Dans le même temps, les Français sont de plus en plus sensibilisés à la préservation de leur environnement ¼ la demande est donc bien là et en constante progression. L’entreprise devrait d’ailleurs acquérir une nouvelle machine et embaucher du personnel d’ici la fin de l’année pour y répondre.

Et même si le sac biodégradable coûte actuellement deux fois plus cher à la ménagère que le sac plastique au polyéthylène (à titre d’exemple 0,23 euro le sac bio de 30 litres contre 0,13 euro), René-Pierre Renault affirme déjà que d’ici quelques années ils seront sur un pied d’égalité. Et pour deux raisons : d’un côté le prix du baril de pétrole ne cesse d’augmenter ; de l’autre la production de granules biodégradables se développe (elle devrait passer de 40 000 T en 2006 à 200 000 T en 2010) et la granule coûtera donc beaucoup moins cher.

Véronique Weber

Un bon filon

Pour PTL, l’utilisation de la fécule de pomme de terre pour fabriquer ses sacs plastiques a de multiples avantages.
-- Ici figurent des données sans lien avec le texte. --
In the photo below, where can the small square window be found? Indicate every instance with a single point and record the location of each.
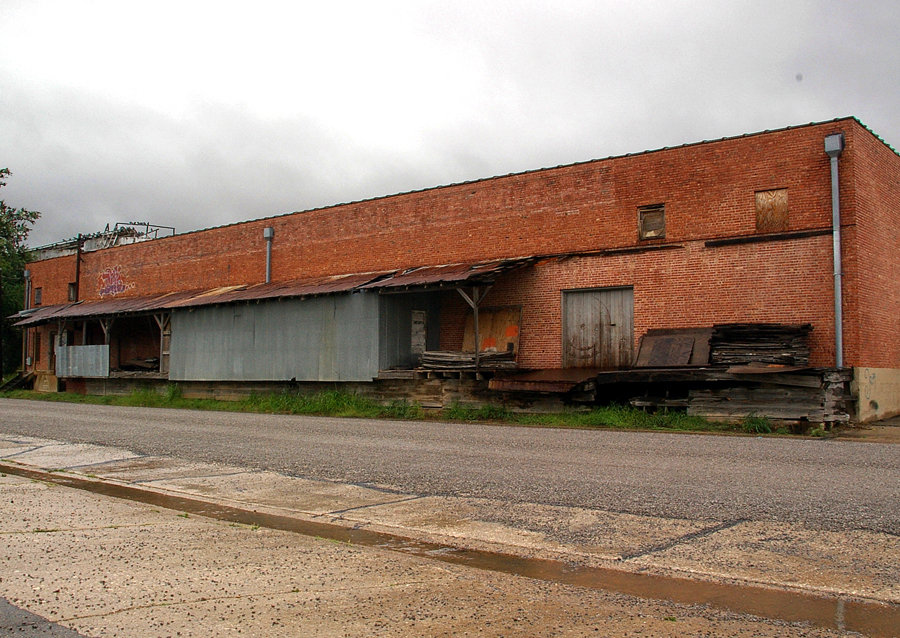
(771, 211)
(652, 221)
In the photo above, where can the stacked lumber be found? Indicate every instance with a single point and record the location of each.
(447, 360)
(812, 395)
(783, 344)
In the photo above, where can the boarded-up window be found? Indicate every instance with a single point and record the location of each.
(652, 221)
(771, 211)
(498, 330)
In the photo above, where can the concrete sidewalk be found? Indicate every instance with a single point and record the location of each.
(851, 566)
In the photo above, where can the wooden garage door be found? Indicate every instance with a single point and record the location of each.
(598, 328)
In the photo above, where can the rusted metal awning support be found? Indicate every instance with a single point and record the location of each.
(106, 324)
(164, 321)
(477, 296)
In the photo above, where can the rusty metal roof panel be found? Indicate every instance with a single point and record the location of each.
(448, 274)
(414, 277)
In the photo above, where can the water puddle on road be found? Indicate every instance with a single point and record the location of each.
(845, 614)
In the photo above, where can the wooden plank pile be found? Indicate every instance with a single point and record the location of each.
(811, 395)
(447, 360)
(736, 343)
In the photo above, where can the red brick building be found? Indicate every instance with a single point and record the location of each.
(731, 230)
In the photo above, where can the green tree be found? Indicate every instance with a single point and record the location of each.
(15, 224)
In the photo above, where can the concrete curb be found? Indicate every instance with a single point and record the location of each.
(830, 607)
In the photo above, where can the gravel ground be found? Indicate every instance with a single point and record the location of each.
(78, 564)
(824, 484)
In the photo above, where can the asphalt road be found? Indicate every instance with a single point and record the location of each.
(827, 484)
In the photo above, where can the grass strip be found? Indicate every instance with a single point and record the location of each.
(336, 403)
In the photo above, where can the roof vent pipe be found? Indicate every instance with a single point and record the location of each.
(834, 146)
(269, 234)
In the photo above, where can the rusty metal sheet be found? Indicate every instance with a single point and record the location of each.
(427, 275)
(699, 355)
(196, 298)
(664, 351)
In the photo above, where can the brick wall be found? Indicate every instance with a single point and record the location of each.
(786, 281)
(876, 202)
(708, 190)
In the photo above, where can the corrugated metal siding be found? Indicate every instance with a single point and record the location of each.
(333, 338)
(82, 361)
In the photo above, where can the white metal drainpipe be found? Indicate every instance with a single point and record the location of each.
(834, 145)
(268, 233)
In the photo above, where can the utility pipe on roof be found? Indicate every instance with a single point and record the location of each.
(269, 234)
(834, 145)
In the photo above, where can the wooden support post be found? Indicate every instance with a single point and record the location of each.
(478, 295)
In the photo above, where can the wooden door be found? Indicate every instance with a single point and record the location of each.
(598, 328)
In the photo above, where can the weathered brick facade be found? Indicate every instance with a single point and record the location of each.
(584, 218)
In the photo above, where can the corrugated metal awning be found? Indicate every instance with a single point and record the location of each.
(414, 277)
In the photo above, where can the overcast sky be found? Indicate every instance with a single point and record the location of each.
(196, 114)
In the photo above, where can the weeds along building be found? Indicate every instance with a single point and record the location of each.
(562, 269)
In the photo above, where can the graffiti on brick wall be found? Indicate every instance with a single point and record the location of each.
(112, 282)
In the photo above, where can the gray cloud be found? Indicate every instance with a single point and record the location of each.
(460, 91)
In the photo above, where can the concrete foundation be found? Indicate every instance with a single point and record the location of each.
(878, 393)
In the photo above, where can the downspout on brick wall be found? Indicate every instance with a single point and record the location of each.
(269, 234)
(834, 145)
(26, 331)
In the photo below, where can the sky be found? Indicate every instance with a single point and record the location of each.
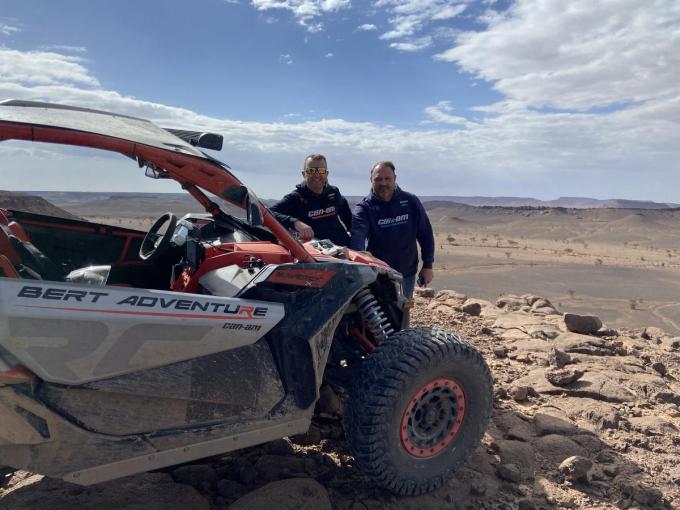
(532, 98)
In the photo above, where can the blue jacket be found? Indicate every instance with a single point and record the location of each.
(389, 230)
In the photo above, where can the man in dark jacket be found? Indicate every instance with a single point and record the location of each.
(388, 222)
(315, 208)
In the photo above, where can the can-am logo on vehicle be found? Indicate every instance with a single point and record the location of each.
(140, 301)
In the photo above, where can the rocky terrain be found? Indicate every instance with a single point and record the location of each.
(585, 417)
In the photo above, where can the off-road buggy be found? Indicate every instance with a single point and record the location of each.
(123, 351)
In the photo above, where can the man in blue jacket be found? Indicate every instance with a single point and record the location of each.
(315, 208)
(388, 222)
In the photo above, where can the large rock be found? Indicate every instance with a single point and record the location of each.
(518, 454)
(196, 475)
(607, 385)
(563, 376)
(291, 494)
(147, 491)
(575, 468)
(472, 308)
(653, 426)
(555, 448)
(584, 324)
(275, 467)
(445, 295)
(329, 403)
(552, 421)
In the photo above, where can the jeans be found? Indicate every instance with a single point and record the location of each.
(408, 285)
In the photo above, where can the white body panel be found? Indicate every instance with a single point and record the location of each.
(71, 334)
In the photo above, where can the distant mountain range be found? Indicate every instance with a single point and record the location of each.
(134, 204)
(567, 202)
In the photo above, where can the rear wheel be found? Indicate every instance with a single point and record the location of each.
(418, 409)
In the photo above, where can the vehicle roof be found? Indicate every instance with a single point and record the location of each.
(95, 121)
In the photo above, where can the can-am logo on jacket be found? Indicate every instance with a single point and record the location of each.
(322, 213)
(393, 222)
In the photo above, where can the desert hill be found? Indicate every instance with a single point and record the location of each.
(585, 417)
(31, 203)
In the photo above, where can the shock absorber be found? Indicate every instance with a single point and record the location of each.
(373, 316)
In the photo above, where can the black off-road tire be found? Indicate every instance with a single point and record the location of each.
(418, 409)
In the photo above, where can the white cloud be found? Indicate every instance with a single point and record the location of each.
(441, 113)
(509, 150)
(64, 48)
(306, 12)
(367, 27)
(43, 68)
(409, 17)
(8, 29)
(578, 54)
(413, 44)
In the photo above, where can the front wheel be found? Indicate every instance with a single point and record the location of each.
(418, 409)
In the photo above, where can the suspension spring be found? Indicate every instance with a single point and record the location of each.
(373, 315)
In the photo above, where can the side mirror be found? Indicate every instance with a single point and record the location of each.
(253, 212)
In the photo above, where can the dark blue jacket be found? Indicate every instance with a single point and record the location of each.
(389, 230)
(328, 213)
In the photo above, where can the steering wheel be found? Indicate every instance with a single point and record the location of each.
(155, 244)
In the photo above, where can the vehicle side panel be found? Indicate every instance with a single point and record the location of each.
(73, 334)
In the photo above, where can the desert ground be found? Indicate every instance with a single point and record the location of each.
(586, 415)
(622, 264)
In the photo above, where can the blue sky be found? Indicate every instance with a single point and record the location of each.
(517, 97)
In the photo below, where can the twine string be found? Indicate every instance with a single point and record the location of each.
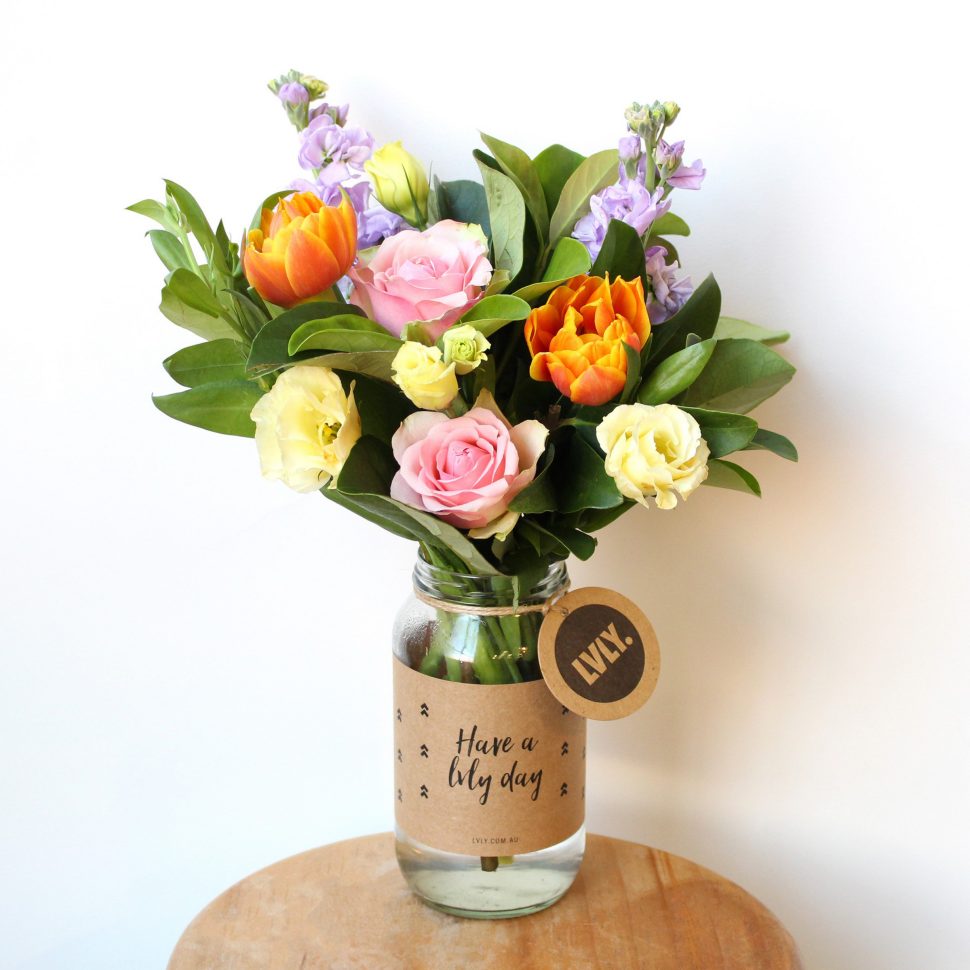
(448, 606)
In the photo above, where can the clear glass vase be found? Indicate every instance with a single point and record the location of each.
(490, 768)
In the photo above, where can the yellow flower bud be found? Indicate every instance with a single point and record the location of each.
(424, 377)
(653, 452)
(465, 347)
(400, 182)
(306, 427)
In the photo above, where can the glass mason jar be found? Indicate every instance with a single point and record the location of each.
(490, 768)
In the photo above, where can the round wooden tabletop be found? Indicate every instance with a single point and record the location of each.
(345, 906)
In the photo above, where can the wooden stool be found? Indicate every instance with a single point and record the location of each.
(346, 906)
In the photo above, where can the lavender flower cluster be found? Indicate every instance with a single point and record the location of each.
(650, 168)
(334, 154)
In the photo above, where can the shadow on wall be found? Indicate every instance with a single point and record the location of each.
(743, 758)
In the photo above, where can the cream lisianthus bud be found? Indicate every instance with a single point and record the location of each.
(465, 347)
(425, 378)
(400, 182)
(305, 428)
(653, 451)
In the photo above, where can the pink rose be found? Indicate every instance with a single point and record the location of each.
(466, 470)
(432, 276)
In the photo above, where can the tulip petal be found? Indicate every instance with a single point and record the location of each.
(310, 264)
(597, 385)
(266, 273)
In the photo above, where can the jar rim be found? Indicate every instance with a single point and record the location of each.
(500, 589)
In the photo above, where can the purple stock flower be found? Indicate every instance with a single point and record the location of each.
(667, 293)
(374, 222)
(688, 176)
(338, 152)
(630, 148)
(339, 115)
(293, 93)
(629, 201)
(670, 159)
(377, 223)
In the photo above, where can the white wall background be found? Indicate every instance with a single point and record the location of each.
(195, 669)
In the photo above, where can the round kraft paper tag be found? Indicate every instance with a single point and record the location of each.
(598, 653)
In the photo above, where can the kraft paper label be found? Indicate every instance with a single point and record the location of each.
(598, 653)
(486, 770)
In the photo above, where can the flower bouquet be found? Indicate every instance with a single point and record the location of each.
(496, 370)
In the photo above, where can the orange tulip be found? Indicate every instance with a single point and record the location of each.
(576, 339)
(301, 248)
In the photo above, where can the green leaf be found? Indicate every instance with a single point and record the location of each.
(169, 250)
(724, 431)
(352, 341)
(676, 373)
(223, 407)
(368, 470)
(529, 398)
(341, 331)
(189, 303)
(776, 443)
(622, 254)
(251, 317)
(428, 529)
(372, 363)
(581, 479)
(725, 474)
(672, 255)
(669, 224)
(212, 362)
(540, 494)
(518, 166)
(570, 258)
(739, 376)
(268, 203)
(498, 283)
(593, 174)
(592, 520)
(366, 508)
(730, 328)
(381, 406)
(270, 345)
(632, 373)
(197, 223)
(494, 312)
(506, 213)
(464, 201)
(559, 538)
(157, 211)
(698, 315)
(554, 165)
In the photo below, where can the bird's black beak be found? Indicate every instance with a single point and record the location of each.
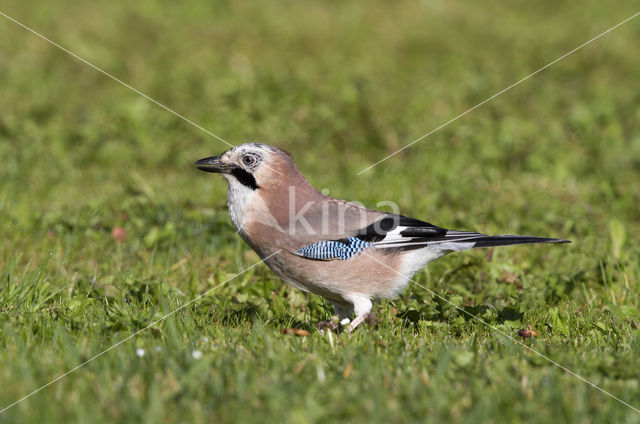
(213, 164)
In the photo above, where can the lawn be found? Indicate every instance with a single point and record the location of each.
(107, 227)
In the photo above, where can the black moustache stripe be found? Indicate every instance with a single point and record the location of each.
(245, 178)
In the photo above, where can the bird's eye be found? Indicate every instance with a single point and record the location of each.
(248, 160)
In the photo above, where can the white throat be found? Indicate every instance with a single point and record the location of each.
(238, 197)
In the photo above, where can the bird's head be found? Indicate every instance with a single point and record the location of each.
(262, 176)
(252, 165)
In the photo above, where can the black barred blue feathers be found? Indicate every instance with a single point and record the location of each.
(330, 249)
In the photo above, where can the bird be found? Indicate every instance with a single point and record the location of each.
(346, 253)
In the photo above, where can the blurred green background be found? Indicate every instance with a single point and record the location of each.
(339, 85)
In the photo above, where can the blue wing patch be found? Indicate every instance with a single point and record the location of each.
(330, 249)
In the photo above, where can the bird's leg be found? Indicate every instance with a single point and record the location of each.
(362, 307)
(343, 311)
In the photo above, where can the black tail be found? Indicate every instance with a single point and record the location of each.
(506, 240)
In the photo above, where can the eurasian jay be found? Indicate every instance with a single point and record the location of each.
(344, 252)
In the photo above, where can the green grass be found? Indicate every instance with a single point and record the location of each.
(340, 85)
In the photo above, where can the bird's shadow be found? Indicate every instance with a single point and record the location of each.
(411, 317)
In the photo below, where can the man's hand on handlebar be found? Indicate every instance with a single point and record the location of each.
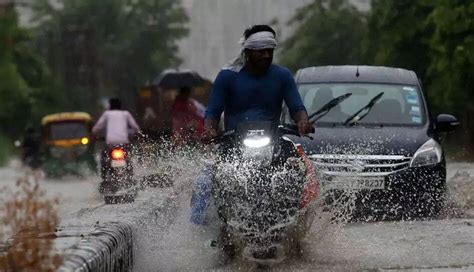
(304, 127)
(208, 134)
(302, 123)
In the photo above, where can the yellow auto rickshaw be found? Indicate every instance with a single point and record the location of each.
(66, 143)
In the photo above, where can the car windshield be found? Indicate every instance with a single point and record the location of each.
(67, 130)
(399, 105)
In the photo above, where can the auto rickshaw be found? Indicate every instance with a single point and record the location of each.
(66, 142)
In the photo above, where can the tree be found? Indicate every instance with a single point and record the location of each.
(108, 47)
(19, 73)
(328, 32)
(451, 65)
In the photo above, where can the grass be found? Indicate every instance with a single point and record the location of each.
(28, 220)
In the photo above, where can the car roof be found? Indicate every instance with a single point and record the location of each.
(353, 73)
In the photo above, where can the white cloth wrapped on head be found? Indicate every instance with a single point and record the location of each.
(257, 41)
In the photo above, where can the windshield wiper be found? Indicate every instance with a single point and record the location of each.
(327, 107)
(356, 118)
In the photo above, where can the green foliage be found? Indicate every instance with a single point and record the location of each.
(6, 149)
(107, 47)
(451, 66)
(328, 32)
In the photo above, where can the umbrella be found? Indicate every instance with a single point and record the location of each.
(174, 79)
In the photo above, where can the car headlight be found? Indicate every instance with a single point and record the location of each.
(429, 153)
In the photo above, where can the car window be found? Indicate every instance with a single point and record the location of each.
(400, 104)
(67, 130)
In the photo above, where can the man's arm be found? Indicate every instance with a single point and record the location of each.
(295, 104)
(131, 122)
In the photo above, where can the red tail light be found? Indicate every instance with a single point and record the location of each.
(118, 154)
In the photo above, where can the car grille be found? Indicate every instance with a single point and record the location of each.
(359, 165)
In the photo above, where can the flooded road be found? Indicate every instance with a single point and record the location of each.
(170, 243)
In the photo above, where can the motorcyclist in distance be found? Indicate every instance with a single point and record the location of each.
(117, 124)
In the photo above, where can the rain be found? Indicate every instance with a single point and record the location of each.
(228, 135)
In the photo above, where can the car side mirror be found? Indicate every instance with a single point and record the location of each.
(446, 123)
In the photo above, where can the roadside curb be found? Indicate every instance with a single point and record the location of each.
(108, 247)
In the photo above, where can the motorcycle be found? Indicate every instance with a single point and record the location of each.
(118, 185)
(264, 190)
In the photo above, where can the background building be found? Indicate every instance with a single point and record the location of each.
(217, 25)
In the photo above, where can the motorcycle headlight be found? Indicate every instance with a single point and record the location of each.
(429, 153)
(257, 142)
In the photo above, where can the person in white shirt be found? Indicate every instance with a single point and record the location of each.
(118, 125)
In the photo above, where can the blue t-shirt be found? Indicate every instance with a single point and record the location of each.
(247, 97)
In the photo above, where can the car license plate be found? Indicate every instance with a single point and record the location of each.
(356, 183)
(118, 163)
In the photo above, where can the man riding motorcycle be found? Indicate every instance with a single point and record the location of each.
(117, 123)
(250, 88)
Tout d’abord elle ne nécessite pas d’investissements supplémentaires pour l’entreprise car les lignes de production sont les mêmes que celles utilisées pour leurs autres sacs. Par ailleurs, la granule biodégradable n’est chauffée qu’à 140 °C contre 220 °C pour la granule
de polyéthylène. PTL réalise donc une économie d’énergie. Sans oublier que le sac plastique biodégradable est plus résistant car le plastique est plus élastique.

Du lin à la pomme de terre

Bien avant la pomme de terre, c’est un autre végétal qui a fait la renommée de Plastiques et Tissages de Luneray. A la fin du XIXe siècle, c’est en effet le lin qui servait de matière première à la fabrication de sacs qui étaient tissés comme l’indique encore le nom de l’entreprise. Alors installée à Luneray, la société a amorcé un virage très important dans les années soixante-dix en misant sur le plastique à partir de granules de polyéthylène. Elle abandonnera le lin dans les années quatre-vingt. Et c’est finalement à Ouville-la-Rivière, où elle a pris ses quartiers dans les années quatre-vingt-dix, que l’entreprise se lance un nouveau pari avec la pomme de terre.